The two other components, **test-model **and deploy-model, follow this same pattern. In fact, they’re so similar to the two components we’ve already implemented, that for the sake of brevity I won’t show them here.

另外两个组件,测试模型部署模型遵循相同的模式。事实上,它们与我们已经实现的两个组件非常相似,为了简洁起见,我不在这里展示它们。

Just like with the preprocess-data component from earlier, we’ll build Docker images out of these three components and push them to Docker Hub:

就像前面的预处理数据组件一样,我们将用这三个组件构建Docker镜像,并将它们推送到Docker Hub:

  • train-model: gnovack/boston_pipeline_train
  • test-model: gnovack/boston_pipeline_test
  • deploy-model: gnovack/boston_pipeline_deploy

The Complete Pipeline

Now it’s time to create the full machine learning pipeline.

现在是时候创建完整的机器学习管道了。

First, we’ll create component definitions for the train-model, test-model, and deploy-model components.

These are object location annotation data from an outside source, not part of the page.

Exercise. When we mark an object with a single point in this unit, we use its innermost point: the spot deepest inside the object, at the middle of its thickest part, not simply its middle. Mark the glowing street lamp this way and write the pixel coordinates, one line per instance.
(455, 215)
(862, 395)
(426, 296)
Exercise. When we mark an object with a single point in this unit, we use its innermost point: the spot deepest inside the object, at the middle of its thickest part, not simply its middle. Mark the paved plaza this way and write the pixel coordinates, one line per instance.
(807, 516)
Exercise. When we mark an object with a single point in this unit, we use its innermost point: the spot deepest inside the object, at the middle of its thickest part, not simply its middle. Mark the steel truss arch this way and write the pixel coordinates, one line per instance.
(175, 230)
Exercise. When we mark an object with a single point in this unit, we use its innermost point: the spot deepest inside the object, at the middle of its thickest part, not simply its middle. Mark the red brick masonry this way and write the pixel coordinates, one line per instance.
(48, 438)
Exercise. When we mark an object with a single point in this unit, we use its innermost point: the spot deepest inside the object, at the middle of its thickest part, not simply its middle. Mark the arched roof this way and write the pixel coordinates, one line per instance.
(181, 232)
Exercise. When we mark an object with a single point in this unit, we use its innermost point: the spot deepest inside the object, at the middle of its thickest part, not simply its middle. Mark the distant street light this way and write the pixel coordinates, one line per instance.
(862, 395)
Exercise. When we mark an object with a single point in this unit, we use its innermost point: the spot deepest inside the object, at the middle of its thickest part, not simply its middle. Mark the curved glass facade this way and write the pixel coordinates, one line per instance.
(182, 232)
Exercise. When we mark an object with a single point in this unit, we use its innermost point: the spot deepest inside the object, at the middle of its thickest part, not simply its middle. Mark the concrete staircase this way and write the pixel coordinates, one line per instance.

首先,我们将为训练模型测试模型部署模型组件创建组件定义。

def train_op(x_train, y_train):

    return dsl.ContainerOp(
        name='Train Model',
        image='gnovack/boston_pipeline_train:latest',
        arguments=[
            '--x_train', x_train,
            '--y_train', y_train
        ],
        file_outputs={
            'model': '/app/model.pkl'
        }
    )

The only major difference between the definition of the train-model component and that of the **preprocess-data **component from earlier is that **train-model **accepts two arguments, x_train and y_train which will be passed to the container as command-line arguments, and will be parsed out in the component implementation using the argparse module.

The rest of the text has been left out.